Distributional approaches to meaning acquisition utilize distributional properties of linguistic entities as the building blocks of semantics. In doing so, they rely fundamentally on a set of assumptions about the nature of language and meaning referred to as “the distributional hypothesis”. The main point of this hypothesis is that there is a correlation between distributional similarity and meaning similarity, which allows us to utilize the former in order to estimate the latter. However, it is neither clear what kind of distributional properties we should look for, nor in what sense it is meaning that is conveyed by distributional patterns.

This paper examines these two questions, and shows that distributional approaches to meaning acquisition are rooted, and thrive, in structuralist soil. Recognizing this fact enables us to see both the potentials and the boundaries of distributional models, and above all, it provides a clear and concise answer to the above-posed questions: a distributional model accumulated from co-occurrence information contains syntagmatic relations between words, while a distributional model accumulated from information about shared neighbors contains paradigmatic relations between words.

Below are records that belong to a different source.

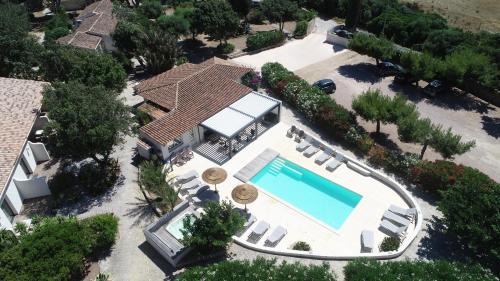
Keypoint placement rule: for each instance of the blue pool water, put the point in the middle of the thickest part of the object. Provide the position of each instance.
(322, 199)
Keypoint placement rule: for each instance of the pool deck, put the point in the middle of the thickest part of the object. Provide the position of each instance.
(324, 240)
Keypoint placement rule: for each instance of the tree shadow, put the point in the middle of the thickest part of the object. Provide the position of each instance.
(457, 100)
(361, 72)
(491, 126)
(158, 260)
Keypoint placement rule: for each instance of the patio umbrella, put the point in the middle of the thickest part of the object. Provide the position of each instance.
(244, 194)
(214, 175)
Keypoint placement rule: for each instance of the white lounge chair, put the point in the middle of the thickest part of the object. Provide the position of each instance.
(327, 154)
(276, 236)
(187, 176)
(310, 151)
(191, 184)
(258, 231)
(391, 229)
(367, 241)
(409, 213)
(305, 143)
(197, 190)
(396, 218)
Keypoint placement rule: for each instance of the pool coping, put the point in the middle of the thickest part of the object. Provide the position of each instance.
(391, 183)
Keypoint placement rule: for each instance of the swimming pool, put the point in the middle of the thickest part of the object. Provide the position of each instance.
(322, 199)
(175, 228)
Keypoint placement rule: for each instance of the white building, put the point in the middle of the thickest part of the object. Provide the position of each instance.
(20, 102)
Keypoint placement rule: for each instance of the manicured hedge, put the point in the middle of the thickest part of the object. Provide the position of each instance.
(373, 270)
(264, 39)
(258, 269)
(58, 248)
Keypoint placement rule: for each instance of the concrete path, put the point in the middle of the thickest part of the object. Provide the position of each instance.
(296, 54)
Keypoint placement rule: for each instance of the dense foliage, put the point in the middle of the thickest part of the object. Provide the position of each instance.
(264, 39)
(278, 11)
(58, 248)
(85, 121)
(471, 209)
(66, 63)
(258, 269)
(214, 228)
(373, 270)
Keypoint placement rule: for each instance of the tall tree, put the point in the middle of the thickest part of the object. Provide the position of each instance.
(86, 121)
(159, 49)
(373, 106)
(353, 14)
(278, 11)
(216, 18)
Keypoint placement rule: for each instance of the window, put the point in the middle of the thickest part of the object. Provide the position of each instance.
(175, 143)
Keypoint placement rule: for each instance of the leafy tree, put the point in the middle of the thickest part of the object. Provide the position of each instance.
(159, 49)
(278, 11)
(67, 63)
(216, 18)
(214, 228)
(241, 7)
(372, 46)
(449, 144)
(353, 13)
(373, 106)
(471, 209)
(86, 121)
(258, 269)
(175, 25)
(153, 178)
(413, 270)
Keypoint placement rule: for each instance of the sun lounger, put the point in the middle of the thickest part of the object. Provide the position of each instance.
(258, 231)
(191, 184)
(303, 145)
(367, 242)
(278, 234)
(409, 213)
(187, 176)
(391, 229)
(396, 218)
(197, 190)
(327, 154)
(310, 151)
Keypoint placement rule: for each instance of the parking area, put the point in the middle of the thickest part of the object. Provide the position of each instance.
(465, 114)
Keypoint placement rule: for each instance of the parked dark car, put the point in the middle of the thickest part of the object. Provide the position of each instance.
(435, 87)
(387, 68)
(345, 34)
(405, 77)
(326, 85)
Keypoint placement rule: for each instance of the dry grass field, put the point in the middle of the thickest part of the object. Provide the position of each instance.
(472, 15)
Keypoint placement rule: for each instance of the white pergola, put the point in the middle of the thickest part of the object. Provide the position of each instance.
(234, 119)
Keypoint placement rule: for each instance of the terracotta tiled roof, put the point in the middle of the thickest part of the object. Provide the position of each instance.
(96, 20)
(194, 92)
(19, 100)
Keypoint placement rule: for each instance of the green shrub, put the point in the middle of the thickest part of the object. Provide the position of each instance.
(471, 209)
(258, 269)
(389, 244)
(301, 246)
(255, 16)
(264, 39)
(437, 175)
(373, 270)
(300, 29)
(57, 249)
(225, 48)
(273, 73)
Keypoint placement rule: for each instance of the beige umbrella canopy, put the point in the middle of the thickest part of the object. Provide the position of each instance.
(214, 175)
(244, 194)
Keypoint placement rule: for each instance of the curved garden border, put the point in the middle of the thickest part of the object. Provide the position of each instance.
(383, 255)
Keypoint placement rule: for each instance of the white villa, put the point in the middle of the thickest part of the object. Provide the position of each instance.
(20, 126)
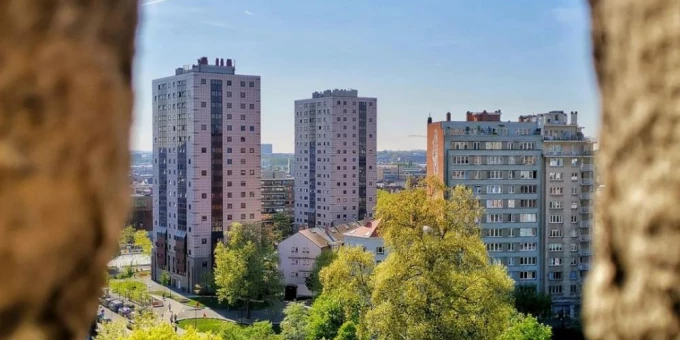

The paper discusses the structuralist origins of the distributional methodology, and distinguishes the two main types of distributional models - the syntagmatic and the paradigmatic types. It also takes a summary look at how these models are implemented, and discusses their main parameters from a linguistic point of view. The paper argues that - under the assumptions made by the distributional paradigm - the distributional representations do constitute full-blown accounts of linguistic meaning.